One can ensure better writing by following this simple rule of thumb when it comes to using exclamation points in one's work:

Never use more exclamation points per month than you have thumbs.

Unless you're some sort of mutant, this rule should serve you in good stead. And if you are some sort of mutant, hell, the rules shouldn't apply to you anyway.

What if you write for comic books? And what do you do if your medium is "WARNING!" signs?

I am a writer by trade, and I have to say I generally find rules of thumb unhelpful. Sure, the exclamation point is something that is perhaps best used sparingly, but if your writing calls for one then, hell, stick one right in there! Damn the consequences!!

(PS: I have only two thumbs, with which I will now spell "nvnvnvnvnvnvn.")

The exclamation point is often the horror and mystery writer's greatest enemy.

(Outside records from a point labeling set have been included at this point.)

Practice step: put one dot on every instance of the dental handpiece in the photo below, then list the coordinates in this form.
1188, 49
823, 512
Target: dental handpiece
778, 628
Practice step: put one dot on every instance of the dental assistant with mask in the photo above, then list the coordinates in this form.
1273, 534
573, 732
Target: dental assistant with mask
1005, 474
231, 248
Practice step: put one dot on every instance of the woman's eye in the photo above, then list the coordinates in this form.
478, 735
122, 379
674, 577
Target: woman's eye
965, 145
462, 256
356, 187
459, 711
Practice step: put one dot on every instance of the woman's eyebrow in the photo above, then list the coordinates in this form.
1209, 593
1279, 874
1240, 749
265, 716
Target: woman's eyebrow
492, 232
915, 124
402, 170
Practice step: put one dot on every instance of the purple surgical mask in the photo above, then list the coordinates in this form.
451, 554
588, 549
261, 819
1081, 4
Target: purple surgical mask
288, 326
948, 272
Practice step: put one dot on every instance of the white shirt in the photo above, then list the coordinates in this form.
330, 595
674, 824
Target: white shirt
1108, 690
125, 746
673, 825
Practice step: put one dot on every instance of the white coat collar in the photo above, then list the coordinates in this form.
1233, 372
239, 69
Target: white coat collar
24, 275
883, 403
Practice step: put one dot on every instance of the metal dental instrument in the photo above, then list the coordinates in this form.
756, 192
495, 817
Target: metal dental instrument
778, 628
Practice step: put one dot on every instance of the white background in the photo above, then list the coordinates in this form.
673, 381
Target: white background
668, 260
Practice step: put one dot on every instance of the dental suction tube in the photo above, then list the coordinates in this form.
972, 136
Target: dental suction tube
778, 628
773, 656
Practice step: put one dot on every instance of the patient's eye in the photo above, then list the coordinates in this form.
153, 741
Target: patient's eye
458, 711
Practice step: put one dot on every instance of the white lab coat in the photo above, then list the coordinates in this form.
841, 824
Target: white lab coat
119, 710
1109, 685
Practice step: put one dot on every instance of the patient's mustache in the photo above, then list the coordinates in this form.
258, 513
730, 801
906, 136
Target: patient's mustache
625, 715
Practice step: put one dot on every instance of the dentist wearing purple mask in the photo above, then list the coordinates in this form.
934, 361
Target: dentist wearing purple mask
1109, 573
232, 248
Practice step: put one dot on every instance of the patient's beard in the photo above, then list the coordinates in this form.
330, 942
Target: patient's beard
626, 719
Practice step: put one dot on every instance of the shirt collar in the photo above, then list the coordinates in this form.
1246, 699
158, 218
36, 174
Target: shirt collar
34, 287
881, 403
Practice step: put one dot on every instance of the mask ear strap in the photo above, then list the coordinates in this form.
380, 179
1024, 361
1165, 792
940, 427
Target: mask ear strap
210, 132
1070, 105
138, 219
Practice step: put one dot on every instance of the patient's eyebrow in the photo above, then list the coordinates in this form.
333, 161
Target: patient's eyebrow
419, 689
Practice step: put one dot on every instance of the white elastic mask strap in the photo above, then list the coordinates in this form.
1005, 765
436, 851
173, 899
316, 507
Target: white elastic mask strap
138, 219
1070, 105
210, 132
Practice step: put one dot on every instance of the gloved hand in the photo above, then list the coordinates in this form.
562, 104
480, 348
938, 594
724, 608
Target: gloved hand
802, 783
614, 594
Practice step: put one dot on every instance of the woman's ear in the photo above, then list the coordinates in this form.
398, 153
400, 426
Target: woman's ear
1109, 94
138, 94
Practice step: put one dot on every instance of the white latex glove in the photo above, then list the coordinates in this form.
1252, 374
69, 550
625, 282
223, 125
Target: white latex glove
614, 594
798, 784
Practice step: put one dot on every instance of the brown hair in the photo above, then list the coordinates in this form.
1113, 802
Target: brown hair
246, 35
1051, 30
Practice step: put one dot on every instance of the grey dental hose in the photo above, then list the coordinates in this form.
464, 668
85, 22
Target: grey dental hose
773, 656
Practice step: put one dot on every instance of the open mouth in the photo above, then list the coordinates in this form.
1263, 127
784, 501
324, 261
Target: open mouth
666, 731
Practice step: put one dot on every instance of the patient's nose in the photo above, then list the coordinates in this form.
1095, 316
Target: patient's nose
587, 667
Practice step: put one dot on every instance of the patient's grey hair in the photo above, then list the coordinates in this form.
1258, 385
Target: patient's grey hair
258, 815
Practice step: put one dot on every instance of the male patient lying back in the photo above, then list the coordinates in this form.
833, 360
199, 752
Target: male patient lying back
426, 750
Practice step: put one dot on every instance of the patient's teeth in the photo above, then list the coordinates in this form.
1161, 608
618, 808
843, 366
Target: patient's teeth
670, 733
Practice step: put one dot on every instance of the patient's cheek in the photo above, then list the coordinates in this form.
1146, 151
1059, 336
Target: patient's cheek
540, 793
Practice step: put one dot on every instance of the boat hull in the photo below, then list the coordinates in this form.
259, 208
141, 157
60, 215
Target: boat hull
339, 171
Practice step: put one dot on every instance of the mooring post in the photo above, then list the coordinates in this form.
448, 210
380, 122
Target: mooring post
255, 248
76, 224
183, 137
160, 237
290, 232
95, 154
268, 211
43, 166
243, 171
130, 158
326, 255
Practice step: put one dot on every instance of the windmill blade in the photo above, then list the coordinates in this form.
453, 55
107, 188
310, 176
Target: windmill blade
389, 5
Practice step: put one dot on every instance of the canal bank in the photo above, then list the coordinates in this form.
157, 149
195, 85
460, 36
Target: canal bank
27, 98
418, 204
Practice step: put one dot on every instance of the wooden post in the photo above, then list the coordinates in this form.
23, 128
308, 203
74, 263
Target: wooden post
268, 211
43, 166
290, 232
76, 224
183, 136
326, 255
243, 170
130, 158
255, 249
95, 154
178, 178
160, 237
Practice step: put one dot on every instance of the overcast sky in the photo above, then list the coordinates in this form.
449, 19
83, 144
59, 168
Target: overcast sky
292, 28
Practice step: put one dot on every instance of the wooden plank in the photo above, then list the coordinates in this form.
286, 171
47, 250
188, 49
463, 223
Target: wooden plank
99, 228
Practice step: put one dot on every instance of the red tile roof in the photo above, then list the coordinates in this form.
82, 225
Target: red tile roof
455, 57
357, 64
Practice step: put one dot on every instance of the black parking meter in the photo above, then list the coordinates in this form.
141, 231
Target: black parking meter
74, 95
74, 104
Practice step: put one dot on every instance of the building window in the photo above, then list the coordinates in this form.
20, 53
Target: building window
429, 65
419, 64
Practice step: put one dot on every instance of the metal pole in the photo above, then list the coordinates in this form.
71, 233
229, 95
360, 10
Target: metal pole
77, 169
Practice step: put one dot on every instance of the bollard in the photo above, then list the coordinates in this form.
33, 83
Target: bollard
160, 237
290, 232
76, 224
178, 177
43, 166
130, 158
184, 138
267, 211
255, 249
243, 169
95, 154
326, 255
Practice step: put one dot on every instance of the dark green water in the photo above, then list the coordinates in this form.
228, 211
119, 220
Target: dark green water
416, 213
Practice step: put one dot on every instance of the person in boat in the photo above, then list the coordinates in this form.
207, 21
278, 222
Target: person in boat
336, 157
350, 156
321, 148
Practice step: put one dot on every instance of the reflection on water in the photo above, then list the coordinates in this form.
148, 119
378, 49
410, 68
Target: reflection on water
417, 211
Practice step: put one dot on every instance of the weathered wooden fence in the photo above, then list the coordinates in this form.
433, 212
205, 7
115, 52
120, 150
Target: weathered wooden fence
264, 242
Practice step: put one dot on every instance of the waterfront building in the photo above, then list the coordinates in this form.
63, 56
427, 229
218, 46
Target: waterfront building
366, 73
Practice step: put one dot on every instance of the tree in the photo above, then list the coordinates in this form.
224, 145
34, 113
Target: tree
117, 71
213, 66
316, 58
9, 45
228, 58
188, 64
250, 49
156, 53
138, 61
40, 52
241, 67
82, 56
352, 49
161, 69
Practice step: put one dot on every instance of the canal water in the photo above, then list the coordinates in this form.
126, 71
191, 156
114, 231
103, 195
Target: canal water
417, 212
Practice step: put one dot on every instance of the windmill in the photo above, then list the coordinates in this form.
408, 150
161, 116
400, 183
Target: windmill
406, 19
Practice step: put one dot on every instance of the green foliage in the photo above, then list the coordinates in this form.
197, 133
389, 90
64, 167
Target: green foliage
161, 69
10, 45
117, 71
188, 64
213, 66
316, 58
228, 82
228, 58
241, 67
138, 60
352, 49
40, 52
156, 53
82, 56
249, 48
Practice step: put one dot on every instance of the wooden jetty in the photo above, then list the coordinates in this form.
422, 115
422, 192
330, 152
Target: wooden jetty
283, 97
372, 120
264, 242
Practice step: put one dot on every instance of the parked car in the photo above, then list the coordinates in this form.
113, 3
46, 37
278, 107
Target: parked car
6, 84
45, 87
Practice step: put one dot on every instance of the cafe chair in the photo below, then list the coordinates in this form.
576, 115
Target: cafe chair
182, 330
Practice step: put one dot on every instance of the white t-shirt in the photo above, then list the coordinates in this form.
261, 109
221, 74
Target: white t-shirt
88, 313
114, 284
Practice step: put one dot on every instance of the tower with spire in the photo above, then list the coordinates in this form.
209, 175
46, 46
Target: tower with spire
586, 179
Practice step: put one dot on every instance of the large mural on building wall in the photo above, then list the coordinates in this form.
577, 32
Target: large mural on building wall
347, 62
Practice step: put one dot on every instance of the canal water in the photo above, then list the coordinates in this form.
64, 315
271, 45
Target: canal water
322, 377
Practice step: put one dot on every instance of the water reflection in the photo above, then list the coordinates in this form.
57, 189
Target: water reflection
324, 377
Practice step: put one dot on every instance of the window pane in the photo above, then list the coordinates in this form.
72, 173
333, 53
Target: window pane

99.9% of the time, it belongs in dialog and only in dialog. Whenever I encounter an exclamation point used outside of dialog, I am suddenly pulled from the spell of the story (assuming that it was cast in the first place) and made painfully aware of the writer’s intent. It’s the writer telling me, the reader, that this! Is! Supposed! To! Be! Exciting! Or! Shocking! Or! Revelatory!

It automatically tells me that the writer doesn’t trust my intelligence and instincts as a reader enough to let me figure out for myself that something is supposed to shock or stun or scare me.

Consider the following examples, all of them lifted from recent horror stories I’ve read:

He realized that he hadn’t locked the door behind him!
And now they were going to kill her!
They weren’t alone in the house!
You couldn’t believe how loud your wife screamed when you opened your eyes!
He was lost!

You get the idea. To say it’s melodramatic would be to succumb to gross understatement. The use of the exclamation point outside of dialog is, to my mind, a lazy cop-out all too frequently embraced by horror/thriller writers (and we’ve all done it, myself included). Think I’m overstating my point? Then try this simple exercise: Pick any of the above-quoted lines, and when you reach the exclamation point, imagine that it is the first four notes of the Dragnet theme. Go ahead, I’ll wait.

They weren’t alone in the house-Dum-Da-Dum-Dum.

Makes its use seem absurd, doesn’t it?